The Thorsten Meyer AI dispatch said analysts had expected models at this performance tier in early 2027, framing K3 as arriving about six months earlier than forecast. No named analyst consensus or published forecast accompanied that claim, so the timing comparison should be treated as the dispatch’s interpretation, not an independently established deadline.
“Our most capable model to date, with 2.8 trillion parameters.”
— Moonshot AI launch materials
License and Compute Details Missing
K3’s weights were not available at launch, despite descriptions of the model as open-weight or open-source. Moonshot says the weights will arrive by July 27, but the license has not been published, leaving commercial use, modification and redistribution rights unknown.
The company also has not released a technical report or active parameter count. Only the Max reasoning setting is available at launch, and access to the advertised one-million-token context may depend on the service tier. These gaps limit independent checks of efficiency, deployment cost and benchmark reproducibility.
Broader claims that K3 proves export controls have failed are also unconfirmed. Model scale alone does not reveal which hardware was used, when it was obtained or how much computing capacity the training run required.
July 27 Tests Moonshot’s Promise
Attention now turns to Moonshot’s July 27 weight release. Developers will be able to inspect the files, test performance outside Moonshot’s hosted service and determine whether the license supports commercial and modified deployments.
Independent testers are also likely to examine reasoning modes, long-context reliability and operating requirements. Those results will show whether K3’s benchmark position and premium price hold across real workloads, or whether the launch claims need further qualification.
Key Questions
What is Kimi K3?
Kimi K3 is Moonshot AI’s newest multimodal model, with a stated 2.8 trillion total parameters. It accepts text, image and video input and is available through Moonshot’s app, Playground and API.

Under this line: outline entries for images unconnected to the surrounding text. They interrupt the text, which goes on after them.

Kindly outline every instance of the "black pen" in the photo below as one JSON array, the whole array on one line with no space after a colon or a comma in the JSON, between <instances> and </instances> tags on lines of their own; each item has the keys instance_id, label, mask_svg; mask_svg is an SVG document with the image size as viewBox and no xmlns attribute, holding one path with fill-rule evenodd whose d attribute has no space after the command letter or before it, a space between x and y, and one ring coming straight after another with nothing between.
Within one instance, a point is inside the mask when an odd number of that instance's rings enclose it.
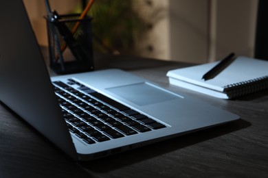
<instances>
[{"instance_id":1,"label":"black pen","mask_svg":"<svg viewBox=\"0 0 268 178\"><path fill-rule=\"evenodd\" d=\"M235 59L235 58L234 58L234 53L232 53L228 55L208 73L205 73L204 75L203 75L202 79L205 81L215 77L234 61Z\"/></svg>"}]
</instances>

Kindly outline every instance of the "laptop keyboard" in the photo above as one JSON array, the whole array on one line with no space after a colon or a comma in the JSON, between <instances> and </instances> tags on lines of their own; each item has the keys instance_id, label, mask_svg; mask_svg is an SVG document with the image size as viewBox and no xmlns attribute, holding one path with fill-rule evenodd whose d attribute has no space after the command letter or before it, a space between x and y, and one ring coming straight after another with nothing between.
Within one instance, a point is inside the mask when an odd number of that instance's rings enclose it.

How much does Kimi K3 cost?
The API costs $3 per million input tokens, $15 per million output tokens and $0.30 per million cached input tokens, according to Moonshot’s published pricing.
Is Kimi K3 open-source?
Not at launch. Moonshot has promised downloadable weights by July 27, but the license and usage terms remain unpublished, so calling the model open-source is premature.
Does Kimi K3 outperform leading Western models?
Current independent results place K3 close to, but below, the tested leaders. Artificial Analysis scored it at 57.1, 2.8 points behind its top listed configuration.
Why is K3’s pricing drawing attention?
K3 matches Claude Sonnet 5’s standard list price, departing from the discount strategy associated with many Chinese models. The pricing indicates that Moonshot believes K3 can compete primarily on capability.